5. Only the end justifies the means, nothing else.
- To consider moral actions without references to their ends is a haphazard approach.
- Actions acquire moral status as a means to an end.
- For Fletcher, the end must be the most loving result.
- When weighing up a situation, one must consider the desired end, the means available, the motive for acting and the foreseeable consequences.
6. Love’s decisions are made situationally, not prescriptively.
- Jesus reacted against the kind of rule-based morality that he saw around him.
- There were Jewish groups that lived on rule-based moral systems, but Jesus distanced himself from them.
- Whether something is right or wrong depends on the situation.
- If an action will bring about an end that serves love most, then it’s right.
- Fletcher believes that if people don’t feel that it’s wrong to have sexual relations outside marriage, then it isn’t, unless they hurt themselves, their partners or others.
Actions are right or wrong depending on their result. For Fletcher, the good result is that which serves agape love best , Any action that leads to that end is right: ‘Whether any form of sex is good or evil depends on whether love is fully served’ (Fletcher, 1963, p.46)

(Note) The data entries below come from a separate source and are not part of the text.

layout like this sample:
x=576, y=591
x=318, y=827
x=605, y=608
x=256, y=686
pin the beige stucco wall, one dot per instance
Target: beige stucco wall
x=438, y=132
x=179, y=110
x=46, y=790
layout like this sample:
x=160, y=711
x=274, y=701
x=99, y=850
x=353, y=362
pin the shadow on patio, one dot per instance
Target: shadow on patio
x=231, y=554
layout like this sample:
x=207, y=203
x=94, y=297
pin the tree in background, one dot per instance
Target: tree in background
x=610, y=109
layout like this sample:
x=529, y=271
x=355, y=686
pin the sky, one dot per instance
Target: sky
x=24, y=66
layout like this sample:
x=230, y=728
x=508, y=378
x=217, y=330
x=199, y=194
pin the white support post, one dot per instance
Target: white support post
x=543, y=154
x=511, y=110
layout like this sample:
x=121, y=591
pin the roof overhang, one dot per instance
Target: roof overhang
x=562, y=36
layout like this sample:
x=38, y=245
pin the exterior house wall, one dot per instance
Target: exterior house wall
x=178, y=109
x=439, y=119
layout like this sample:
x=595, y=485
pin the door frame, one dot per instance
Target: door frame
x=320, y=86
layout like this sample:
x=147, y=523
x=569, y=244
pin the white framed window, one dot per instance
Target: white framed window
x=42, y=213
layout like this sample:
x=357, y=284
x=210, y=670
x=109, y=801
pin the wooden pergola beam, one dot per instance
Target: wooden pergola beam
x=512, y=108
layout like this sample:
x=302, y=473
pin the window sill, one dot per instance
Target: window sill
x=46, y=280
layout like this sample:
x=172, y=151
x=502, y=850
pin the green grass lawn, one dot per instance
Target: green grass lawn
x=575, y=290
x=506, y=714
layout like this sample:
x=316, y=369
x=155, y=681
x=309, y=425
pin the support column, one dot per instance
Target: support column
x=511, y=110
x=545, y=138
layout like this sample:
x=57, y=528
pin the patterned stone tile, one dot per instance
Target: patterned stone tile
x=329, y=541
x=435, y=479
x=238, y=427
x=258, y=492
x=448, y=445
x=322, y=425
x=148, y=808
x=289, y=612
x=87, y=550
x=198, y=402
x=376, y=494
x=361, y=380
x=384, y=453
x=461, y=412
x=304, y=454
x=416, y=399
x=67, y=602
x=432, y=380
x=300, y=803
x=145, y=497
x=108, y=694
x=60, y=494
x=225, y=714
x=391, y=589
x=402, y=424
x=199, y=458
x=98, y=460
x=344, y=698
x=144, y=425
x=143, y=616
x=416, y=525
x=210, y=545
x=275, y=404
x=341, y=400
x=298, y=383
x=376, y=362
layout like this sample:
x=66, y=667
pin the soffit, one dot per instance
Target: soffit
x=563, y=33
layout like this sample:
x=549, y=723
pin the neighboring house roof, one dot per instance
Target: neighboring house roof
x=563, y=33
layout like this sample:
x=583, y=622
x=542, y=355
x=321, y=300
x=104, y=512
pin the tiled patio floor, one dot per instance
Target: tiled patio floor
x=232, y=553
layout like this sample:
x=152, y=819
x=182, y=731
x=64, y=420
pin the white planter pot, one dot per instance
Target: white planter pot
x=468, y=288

Biblical Teachings & Quotes
- Here is a Quote which supports Situation Ethics;
“The entire law is summed up in a single command, “Love your neighbour as yourself.”
(Galatians 5: 6-14)
Jesus us asked which is the greatest commandment in the law.
Jesus replies
V5 37-39 “Love the Lord your God with all your heart and with all your soul and with all your mind...And... Love you neighbour as yourself”
V5 40 “All the law...hang on these two commandments”
This Quotation backs up and supports the Situation approach.